Vooral het gulvissen is passief en de molens krijgen veel rust. Anders is het bij het actief vissen op bijvoorbeeld geep, zeeforel, zeebaars, makreel en tarbot. Bij deze visserij wordt er constant ingeworpen en gedraaid. Hier zult u de molens wat vaker in en uit elkaar moeten halen om ze te onderhouden. U kunt de molens natuurlijk ook wegbrengen naar uw hengelsport winkel.
 
Heel belangrijk is het om een molen te kiezen, die ook geschikt is voor uw zeevisserij.
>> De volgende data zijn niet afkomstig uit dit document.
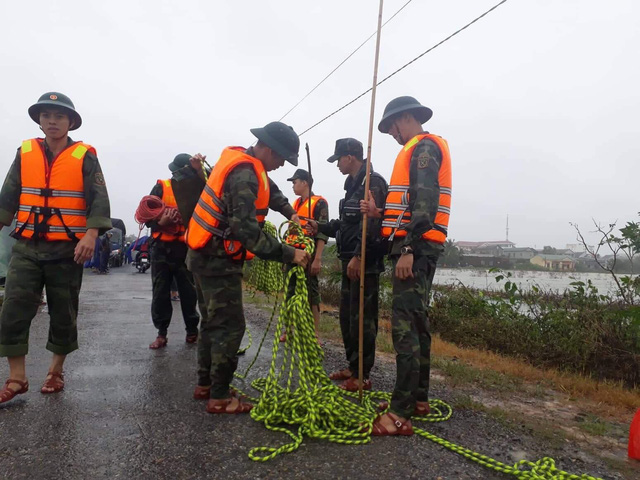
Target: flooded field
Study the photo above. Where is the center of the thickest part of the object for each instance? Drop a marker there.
(557, 281)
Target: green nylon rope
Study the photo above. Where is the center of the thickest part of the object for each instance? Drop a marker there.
(298, 398)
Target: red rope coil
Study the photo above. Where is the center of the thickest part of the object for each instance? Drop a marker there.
(151, 209)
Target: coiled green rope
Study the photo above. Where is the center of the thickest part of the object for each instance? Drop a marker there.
(266, 275)
(298, 398)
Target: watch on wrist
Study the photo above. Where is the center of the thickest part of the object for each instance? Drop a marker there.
(406, 250)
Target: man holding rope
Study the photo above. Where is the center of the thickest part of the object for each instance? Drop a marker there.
(349, 158)
(168, 254)
(224, 231)
(415, 219)
(309, 207)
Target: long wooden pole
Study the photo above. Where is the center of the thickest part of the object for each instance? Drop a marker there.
(363, 244)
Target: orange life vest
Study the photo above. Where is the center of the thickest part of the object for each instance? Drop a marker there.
(209, 217)
(396, 210)
(52, 204)
(302, 208)
(170, 201)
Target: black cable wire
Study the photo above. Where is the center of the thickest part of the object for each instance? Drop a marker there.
(341, 63)
(405, 66)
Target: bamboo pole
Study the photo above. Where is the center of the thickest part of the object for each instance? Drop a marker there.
(363, 244)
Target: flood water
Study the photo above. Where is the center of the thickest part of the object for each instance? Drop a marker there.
(556, 281)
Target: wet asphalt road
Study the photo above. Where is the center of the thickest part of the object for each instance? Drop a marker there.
(127, 412)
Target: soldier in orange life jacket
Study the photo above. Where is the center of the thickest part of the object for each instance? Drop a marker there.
(226, 229)
(320, 213)
(168, 253)
(415, 219)
(57, 192)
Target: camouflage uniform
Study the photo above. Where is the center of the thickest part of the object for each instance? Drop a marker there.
(348, 233)
(409, 317)
(219, 278)
(167, 265)
(38, 263)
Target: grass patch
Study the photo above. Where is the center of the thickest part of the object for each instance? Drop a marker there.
(460, 373)
(621, 400)
(594, 425)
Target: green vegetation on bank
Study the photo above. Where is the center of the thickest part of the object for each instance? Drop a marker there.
(579, 330)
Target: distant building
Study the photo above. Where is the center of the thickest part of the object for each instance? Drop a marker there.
(490, 245)
(484, 260)
(578, 247)
(519, 253)
(563, 263)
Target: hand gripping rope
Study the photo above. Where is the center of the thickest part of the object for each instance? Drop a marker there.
(298, 398)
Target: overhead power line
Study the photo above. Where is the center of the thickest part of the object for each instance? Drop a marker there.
(342, 63)
(406, 65)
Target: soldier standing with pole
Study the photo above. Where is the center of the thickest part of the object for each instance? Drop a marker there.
(415, 219)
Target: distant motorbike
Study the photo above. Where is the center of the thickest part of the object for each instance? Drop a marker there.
(143, 262)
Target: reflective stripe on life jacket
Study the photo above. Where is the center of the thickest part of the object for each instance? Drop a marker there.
(209, 217)
(170, 201)
(52, 204)
(397, 213)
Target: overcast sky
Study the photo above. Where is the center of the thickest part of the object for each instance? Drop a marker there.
(538, 100)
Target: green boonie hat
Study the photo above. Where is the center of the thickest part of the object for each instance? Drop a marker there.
(347, 146)
(400, 105)
(281, 138)
(181, 160)
(55, 99)
(300, 174)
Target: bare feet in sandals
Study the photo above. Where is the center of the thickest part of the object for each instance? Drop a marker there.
(12, 388)
(391, 424)
(54, 383)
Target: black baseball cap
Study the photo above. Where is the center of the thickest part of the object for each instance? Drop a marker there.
(347, 146)
(300, 175)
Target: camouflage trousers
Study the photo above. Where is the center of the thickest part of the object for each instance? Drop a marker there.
(221, 330)
(26, 278)
(166, 268)
(411, 337)
(349, 320)
(313, 286)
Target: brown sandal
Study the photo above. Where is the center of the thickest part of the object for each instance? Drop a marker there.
(422, 409)
(7, 394)
(202, 392)
(352, 384)
(56, 383)
(159, 342)
(344, 374)
(402, 428)
(216, 405)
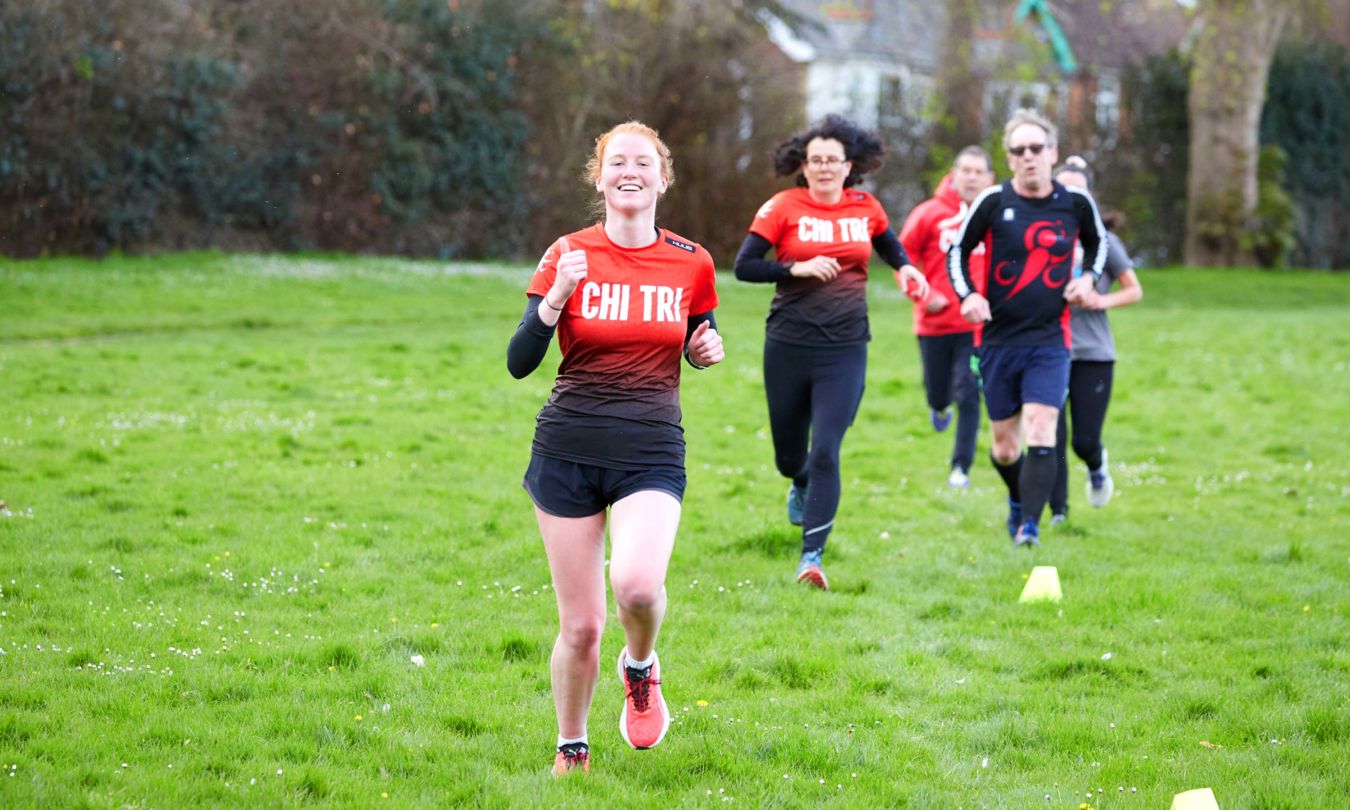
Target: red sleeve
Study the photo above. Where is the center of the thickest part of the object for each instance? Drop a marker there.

Aluminium en zout gaat vaak niet hand in hand. Ook de overbrenging is heel belangrijk. Met een molen met een lage overbrenging zoals bijvoorbeeld 4,2:1, kunt u meer kracht uitoefenen dan met een molen met een overbrenging van 5,6:1.
 
Deze laatste is weer een snelle molen (lees: per slinger draait deze meer lijn op de spoel), maar zodra er veel kracht gevraagd wordt, krijgt u de slinger minder soepel rond. De molen kan bij een grote vis zelfs geheel blokkeren. Vooral de jeugd heeft het moeilijk met deze snelle molens, omdat zij niet genoeg kracht bezitten om deze rond krijgen.
 
Tandwiel heeft 36 tanden en het wormwiel heeft er 7, de overbrenging is 5,1:1 (vrij snel).
 
Voor degenen, die niet helemaal thuis zijn in bovengenoemde overbrengingen zal ik het aan de hand van een voorbeeld uit leggen. Een fiets heeft een groot blad (tandwiel van bijvoorbeeld vijftig tanden) voor en een klein blad (tandwiel van bijvoorbeeld tien tanden) achter. Men spreekt hier van een overbrenging van 5:1. 
 
Hoe kleiner het tandwiel achter, hoe minder het aantal tanden en hoe zwaarder men moet trappen, maar des te harder draait het achterwiel per trap circulatie. Maar probeer eens met het kleinste tandwiel achter vanuit stilstand weg te komen…Dit kost heel veel kracht. 
 
Een klein tandwiel achter ten opzichte van een groot tandwiel voor is een grote overbrenging en een niet zo klein tandwiel  achter ten op zichte van een groot tandwiel voor is een kleinere overbrenging. Een overbrenging van 1:1 wil zeggen dat beide tandwielen evenveel tanden bezitten.
 
Voor het vissen vanaf het strand voldoet een molen met een overbrenging van 4,6:1 goed. Ik weet dat er gezegd wordt bij een molen met een grote overbrenging, dat je de vis moet binnenpompen en de vrijgekomen draad op de molen draaien. Hierdoor wordt er teveel zijwaartse kracht uitgeoefend op de as van de molen. Bovendien gaat het binnenpompen ten koste van het plezier van drillen van een mooie vis. 
 
Voor de zwaardere bootvisserij zou ik een molen adviseren met een overbrenging van maximaal 4,2:1. Voor het spinvissen, waarbij vaak heel langzaam gedraaid moet worden is een kleine overbrenging het meest geschikt, daar men door deze kleinere overbrenging een betere controle heeft tijdens het vissen. Het binnendraaien gaat dan heel soepel en gelijkmatig.